Deploying Client Security policy to a site-linked GPO is not supported. A GPO can be linked to more than one container; before deploying to your chosen GPO, verify that it is not linked to a site. Deploying to a site-linked GPO may have unintended consequences, such as deploying Client Security to computers or servers that are not intended targets.

The permissions to create and link GPOs can be granted using Active Directory. The first permission, creating GPOs, is granted by adding the user account to the Group Policy Creator Owners group in Active Directory. Adding users to this group gives them the ability to create GPOs. After a member of the Group Policy Creator Owners group creates a GPO, that member becomes the owner of that GPO and has full control over it. However, membership in the Group Policy Creator Owners group does not grant the user any additional permissions or rights; the user has full control only to those GPOs they have created. Furthermore, they cannot link the GPO they created to any container.

You can grant the ability to link an existing GPO to a domain or OU in the GPMC.

To allow the ability to link GPOs

1. In the GPMC, browse to and select the domain or OU to which you want a GPO linked.

2. In the results pane, click the Delegation tab and verify the Link GPOs permission is displayed in the Permission list box.

3. Click the Add button and in the Select User, Computer or Group dialog box, type the user account or group name. Click OK.

4. In the Add Group or User dialog box, in the Permissions drop-down list box, select the level to which you want permissions to apply for this group or user, and then click OK.

Granting the ability to both create GPOs and link GPOs has security implications. A rogue GPO administrator could delete a previously created GPO, maliciously link a GPO to the wrong OU, or create a GPO with malicious intent.

It is highly recommended that you carefully consider whom to grant these permissions to, as well as the scope of the permissions granted. For example, if the Client Security administrator only needs the ability to deploy Client Security policies to certain OUs, granting that user the ability to link GPOs only to those relevant OUs is the appropriate security decision.

Delegated GPOs

It may be undesirable to grant a non-domain administrator the ability to create and link GPOs in the domain. In this case, Client Security can use an existing GPO to deploy its settings.

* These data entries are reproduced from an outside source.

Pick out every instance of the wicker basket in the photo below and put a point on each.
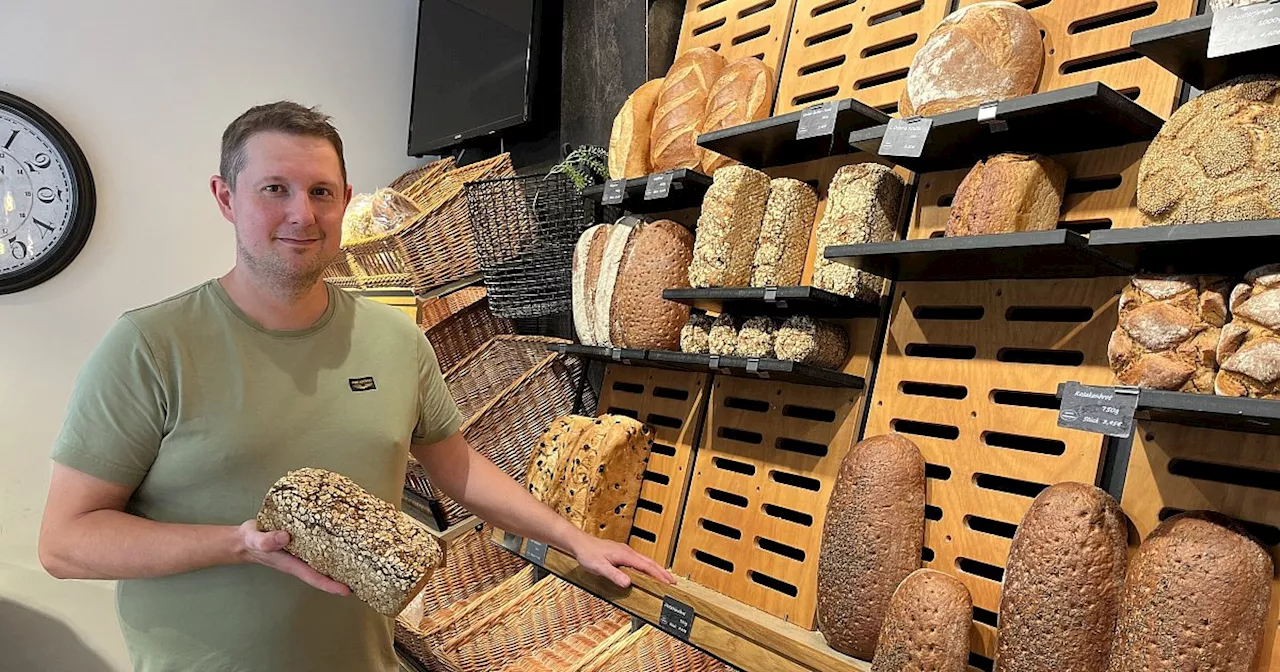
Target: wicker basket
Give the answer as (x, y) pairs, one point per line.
(510, 391)
(549, 627)
(478, 579)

The Add GPO button allows the administrator to choose an existing GPO to merge the Client Security policy into.

Clicking the Add GPO button merges the Client Security policy settings into an existing GPO; to successfully accomplish this task, the user deploying the Client Security policy must have the permission to edit the targeted GPO.

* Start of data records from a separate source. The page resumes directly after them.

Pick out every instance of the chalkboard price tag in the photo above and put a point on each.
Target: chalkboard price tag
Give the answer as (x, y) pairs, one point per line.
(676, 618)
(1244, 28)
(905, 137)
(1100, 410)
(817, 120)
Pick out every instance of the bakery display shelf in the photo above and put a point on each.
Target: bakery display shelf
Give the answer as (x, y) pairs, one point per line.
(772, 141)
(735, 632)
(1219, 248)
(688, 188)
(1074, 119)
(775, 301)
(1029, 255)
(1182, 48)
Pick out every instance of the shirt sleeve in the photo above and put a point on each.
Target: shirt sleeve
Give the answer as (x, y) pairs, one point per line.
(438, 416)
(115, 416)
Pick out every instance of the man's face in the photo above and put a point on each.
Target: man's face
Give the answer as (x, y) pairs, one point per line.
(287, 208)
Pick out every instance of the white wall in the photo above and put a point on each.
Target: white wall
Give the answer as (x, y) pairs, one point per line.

To grant edit permissions on a GPO

1. In the GPMC, browse to Forest name/Domains/Domain name/Group Policy Objects.

2. Select the appropriate GPO under Group Policy Objects and in the results pane, click the Delegation tab.

3. Click the Add button and in the Select User, Computer or Group dialog box, type the user account or group name. Click OK.

4. In the Permissions list of the Add Group or User dialog box, select the appropriate permissions from the drop-down list, and then click OK.

Multiple domain environments

An Active Directory environment can be composed of multiple domains in a trust relationship called a tree. This tree of domains can be one of many in a trust relationship called an Active Directory forest. GPOs are created in domains and replicated only between the domain controllers for the domain in which they were created. GPOs can be shared between domains in a tree or forest, but they still reside in the domain in which they were created. Due to latency in application, it is not recommended that you deploy Client Security polices by deploying GPOs across domains. Instead, create GPOs for a domain in that domain. This also allows you the ability to manage each domain's Client Security settings separately.